The sample command line to run any method is:

SemOpinionS.py [-h] --method {DohareEtAl2018,DohareEtAl2018_TF,LiuEtAl2015,LiaoEtAl2018,machine_learning,machine_learning_clustering,score_optimization} [--corpus CORPUS] --alignment ALIGNMENT --alignment_format {giza,jamr} [--gold GOLD] [--openie OPENIE] [--tfidf TFIDF] [--training TRAINING] [target TARGET] [--model MODEL] [--loss {perceptron,ramp}] [--sentlex SENTLEX] [--similarity {lcs,smatch,concept_coverage}] [--machine_learning {decision_tree,random_forest,svm,mlp}] [--levi] [--aspects ASPECTS] --output OUTPUT

Method argument

This represents which summarization method is to be executed. Each method uses a specific set of arguments that must be provided in the command line. The methods implemented within SemOpinionS are:

  • DohareEtAl2018
  • DohareEtAl2018_TF
  • LiuEtAl2015
  • LiaoEtAl2018
  • machine_learning
  • machine_learning_clustering
  • score_optimization

Corpus argument

CORPUS is the path for an AMR file containing the sentences that are going to be summarized. This file has the following format:

# ::id O-Apanhador-no-Campo-de-Centeio.Documento_117.2
# ::snt O livro é idiota , repetitivo , cansativo e irritante , tanto quanto seu narrador .
(e / e
      :op1 (i2 / idiota)
      :op2 (r / repetitivo)
      :op3 (c / cansativo)
      :op4 (i3 / irritante)
      :domain (e2 / e
            :op1 (l / livro)
            :op2 (a / autor
                  :ARG0-of (e3 / escrever-01
                        :ARG1 l))))

The file may contain different metadata (within lines starting with # ::metadata), however these two (id and snt) are obligatory.

Alignment arguments

ALIGNMENT is the path for an AMR alignment file for the original graphs within the CORPUS file. There are two formats possible for this file, which is controlled by the --alignment_format {giza, jamr} argument. This file may contain other sentences, but it must contain all sentences from the CORPUS file.

GIZA alignment format

This format is used mainly by aligners of concepts to words (one to one). The format is as follows:

# o_0 livro_1 é_2 idiota_3 ,_4 repetitivo_5 ,_6 cansativo_7 e_8 irritante_9 ,_10 tanto_11 quanto_12 seu_13 narrador_14 ._15
(e / e~e.8 :op1 (i2 / idiota~e.3) :op2 (r / repetitivo~e.5) :op3 (c / cansativo~e.7) :op4 (i3 / irritante~e.9) :domain (e2 / e~e.8 :op1 (l / livro~e.1) :op2 (a / autor~e.12 :arg0-of (e3 / escrever-01~e.14 :arg1 l))))

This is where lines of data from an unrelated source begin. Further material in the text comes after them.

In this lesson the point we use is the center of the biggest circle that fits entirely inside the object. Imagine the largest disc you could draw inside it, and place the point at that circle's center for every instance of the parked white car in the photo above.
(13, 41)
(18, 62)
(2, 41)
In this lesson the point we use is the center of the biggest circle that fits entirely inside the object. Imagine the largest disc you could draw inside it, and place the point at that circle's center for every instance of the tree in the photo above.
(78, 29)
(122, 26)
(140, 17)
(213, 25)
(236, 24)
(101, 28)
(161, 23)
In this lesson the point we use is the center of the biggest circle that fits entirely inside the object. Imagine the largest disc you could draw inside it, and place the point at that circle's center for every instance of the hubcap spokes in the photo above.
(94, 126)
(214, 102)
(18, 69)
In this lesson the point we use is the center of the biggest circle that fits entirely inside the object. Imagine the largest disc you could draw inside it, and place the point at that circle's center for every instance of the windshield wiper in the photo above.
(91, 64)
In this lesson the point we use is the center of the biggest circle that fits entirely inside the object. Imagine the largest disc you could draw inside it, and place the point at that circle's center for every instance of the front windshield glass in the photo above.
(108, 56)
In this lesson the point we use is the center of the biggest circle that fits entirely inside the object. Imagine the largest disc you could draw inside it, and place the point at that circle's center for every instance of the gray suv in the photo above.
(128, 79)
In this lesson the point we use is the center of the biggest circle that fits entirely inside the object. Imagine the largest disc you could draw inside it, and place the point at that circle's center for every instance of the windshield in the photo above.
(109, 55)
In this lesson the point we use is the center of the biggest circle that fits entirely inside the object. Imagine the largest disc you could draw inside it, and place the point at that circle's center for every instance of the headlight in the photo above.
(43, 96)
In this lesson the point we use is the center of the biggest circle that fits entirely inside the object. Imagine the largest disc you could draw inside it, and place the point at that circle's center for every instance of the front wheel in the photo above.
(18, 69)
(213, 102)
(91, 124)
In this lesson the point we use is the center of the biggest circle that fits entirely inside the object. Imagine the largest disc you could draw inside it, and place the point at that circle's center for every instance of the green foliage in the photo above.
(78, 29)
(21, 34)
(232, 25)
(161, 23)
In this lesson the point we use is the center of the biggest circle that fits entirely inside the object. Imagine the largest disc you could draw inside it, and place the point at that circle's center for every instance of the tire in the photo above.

Each sentence is represented by a line starting with # followed by its numbered tokens. The following line contains the AMR graph linearised with alignments in each concept indicated by ~e.n, so that n indicates the token aligned to that specific node. It is important to be careful about the sentence tokens, as they must match the exact same tokens within the original file from the CORPUS argument.

JAMR alignment format

This format is used by aligners of concepts to word spans (one to many). This is how it looks like:

# ::snt O livro é idiota , repetitivo , cansativo e irritante , tanto quanto seu narrador .
# ::tok O livro é idiota , repetitivo , cansativo e irritante , tanto quanto seu narrador .
# ::alignments 8-9|0 1-2|0.4.0 9-10|0.3 7-8|0.2 5-6|0.1 3-4|0.0 ::annotator Aligner v.03 ::date 2020-07-04T11:48:49.113
# ::node	0	e	8-9
# ::node	0.0	idiota	3-4
# ::node	0.1	repetitivo	5-6
# ::node	0.2	cansativo	7-8
# ::node	0.3	irritante	9-10
# ::node	0.4	e	
# ::node	0.4.0	livro	1-2
# ::node	0.4.1	autor	
# ::node	0.4.1.0	escrever-01	
# ::root	0	e
# ::edge	autor	ARG0-of	escrever-01	0.4.1	0.4.1.0	
# ::edge	e	domain	e	0	0.4	
# ::edge	e	op1	idiota	0	0.0	
# ::edge	e	op1	livro	0.4	0.4.0	
# ::edge	e	op2	autor	0.4	0.4.1	
# ::edge	e	op2	repetitivo	0	0.1	
# ::edge	e	op3	cansativo	0	0.2	
# ::edge	e	op4	irritante	0	0.3	
# ::edge	escrever-01	ARG1	livro	0.4.1.0	0.4.0	
(e / e :op1 (i2 / idiota) :op2 (r / repetitivo) :op3 (c / cansativo) :op4 (i3 / irritante) :domain (e2 / e :op1 (l / livro) :op2 (a / autor :ARG0-of (e3 / escrever-01 :ARG1 l))))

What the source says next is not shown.